マンCでなかなかエースの地位を確立することができていないジェズス photo/Getty Images

そろそろ絶対的エースの地位を手に入れたい

2020-21シーズン、ここまでイングランド・プレミアリーグで首位を快走するマンチェスター・シティ。今季の同クラブはポゼッション志向の攻撃的なサッカーから守備を中心とする堅実なサッカーにそのスタイルを切り替えたことで、中盤戦以降調子を上げることに成功している。

しかし、ジョゼップ・グアルディオラ監督は来季以降もこのスタイルを継続して採用していくのだろうか。現時点で成功を収めてはいるものの、この堅実な守備的サッカーは今季のチーム事情もあって導入したものであるのは間違いない。今でもグアルディオラ監督の頭の中には、どこかでもう一度ポゼッション重視の攻撃的なサッカーで頂点を目指したいという気持ちはあるはずだ。

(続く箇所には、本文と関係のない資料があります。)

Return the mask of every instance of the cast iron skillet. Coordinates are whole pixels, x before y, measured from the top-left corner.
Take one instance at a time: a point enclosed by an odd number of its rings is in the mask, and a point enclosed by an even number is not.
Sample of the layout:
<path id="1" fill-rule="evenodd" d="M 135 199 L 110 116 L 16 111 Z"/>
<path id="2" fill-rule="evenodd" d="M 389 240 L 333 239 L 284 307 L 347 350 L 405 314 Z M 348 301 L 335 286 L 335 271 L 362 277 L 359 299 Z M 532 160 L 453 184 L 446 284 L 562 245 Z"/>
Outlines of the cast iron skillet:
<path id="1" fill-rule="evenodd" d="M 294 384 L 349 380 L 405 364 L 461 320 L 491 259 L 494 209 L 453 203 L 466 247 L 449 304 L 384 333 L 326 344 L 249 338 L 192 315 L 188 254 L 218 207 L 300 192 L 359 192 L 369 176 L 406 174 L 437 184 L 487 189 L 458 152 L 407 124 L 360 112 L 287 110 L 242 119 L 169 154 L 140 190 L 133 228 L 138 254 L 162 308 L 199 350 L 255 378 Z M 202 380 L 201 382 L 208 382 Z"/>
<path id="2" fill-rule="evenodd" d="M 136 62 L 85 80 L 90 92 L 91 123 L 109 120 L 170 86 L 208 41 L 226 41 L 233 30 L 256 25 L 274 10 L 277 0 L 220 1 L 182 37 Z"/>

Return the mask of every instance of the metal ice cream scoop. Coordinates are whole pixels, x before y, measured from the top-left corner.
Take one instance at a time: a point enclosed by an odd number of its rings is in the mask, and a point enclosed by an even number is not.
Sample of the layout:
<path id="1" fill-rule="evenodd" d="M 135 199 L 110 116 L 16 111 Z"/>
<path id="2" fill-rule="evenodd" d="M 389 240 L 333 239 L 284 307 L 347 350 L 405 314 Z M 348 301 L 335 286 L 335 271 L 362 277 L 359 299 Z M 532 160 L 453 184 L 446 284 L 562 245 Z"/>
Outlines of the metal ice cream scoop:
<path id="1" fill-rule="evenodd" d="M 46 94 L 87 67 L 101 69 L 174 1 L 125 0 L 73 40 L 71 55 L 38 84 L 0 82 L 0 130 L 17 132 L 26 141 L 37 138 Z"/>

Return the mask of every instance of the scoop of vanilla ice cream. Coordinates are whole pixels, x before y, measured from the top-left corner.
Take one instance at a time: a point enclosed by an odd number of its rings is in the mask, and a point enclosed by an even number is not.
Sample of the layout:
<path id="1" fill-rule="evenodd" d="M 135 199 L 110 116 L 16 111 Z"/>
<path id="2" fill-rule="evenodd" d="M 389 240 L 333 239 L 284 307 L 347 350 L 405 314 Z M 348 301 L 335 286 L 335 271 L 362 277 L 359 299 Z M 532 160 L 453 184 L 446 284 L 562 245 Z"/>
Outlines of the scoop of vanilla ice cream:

そうなってくると、問題となるのは最前線の駒不足。今季のマンCは9番の位置にMFベルナルド・シウバなどを置く“偽9番”戦術も採用しているが、本音を言えばこの位置には純然たるストライカータイプの選手を起用したいところだろう。実際、現地では今夏同クラブがCFを獲得しに動くとの情報も報じられている状況。前線中央できっちりと任務を遂行してくれるストライカーは、今グアルディオラ監督が最も欲しているタイプの選手と言っても過言ではない。
だが、その問題もFWガブリエウ・ジェズス(23)が独り立ちしてくれれば解決する。2017年冬にパルメイラスから加入して4年の時間が経過した同選手。これまではセルヒオ・アグエロの牙城をなかなか崩すことのできなった男だが、そろそろマンCで絶対的エースの立場を築き上げてほしいと思っているファンも少なくはないだろう。

では、ジェズスがマンCで絶対的な地位を築き上げるために必要なものは何か。それはやはり決定力だろう。加入からここまでプレイした5シーズンで、彼が流れの中から奪ったプレミアでの得点数は43ゴール(119試合)。これだけ見れば、決して悪くはないように見える。しかし、データアナリティクスの観点からしてみれば、ジェズスの得点数はまだ物足りない数字と言わざるを得ない。

データサイト『understat.com』によると、同期間におけるジェズスのゴール期待値は「57.39」。この数字はシュート難易度などや周囲の状況も考慮したうえで、「この4年間にジェズスはこのくらいの得点を奪えるはずだった」という指標だ。つまり、同期間に43得点しか奪うことができていないジェズスは、本来奪えるはずだったゴールを14点ほど逃していることとなる。

なお、アグエロはジェズスが在籍している直近5シーズンで66得点(PKを除く)を挙げているが、それに対する期待値は「66.95」。ほぼ期待値通りの数字を残している。ジェズスがアグエロと同等の信用を得るためには、やはりこういった部分の改善は必要となってくるだろう。

随所に才能の片鱗を感じさせはするものの、絶対的エースとなるためには現状少し物足りないジェズス。はたして、この若きストライカーはそう遠くないうちにもう一段階上のレベルへと到達することができるのか。ペップ・シティで新エース候補の覚醒が待たれる。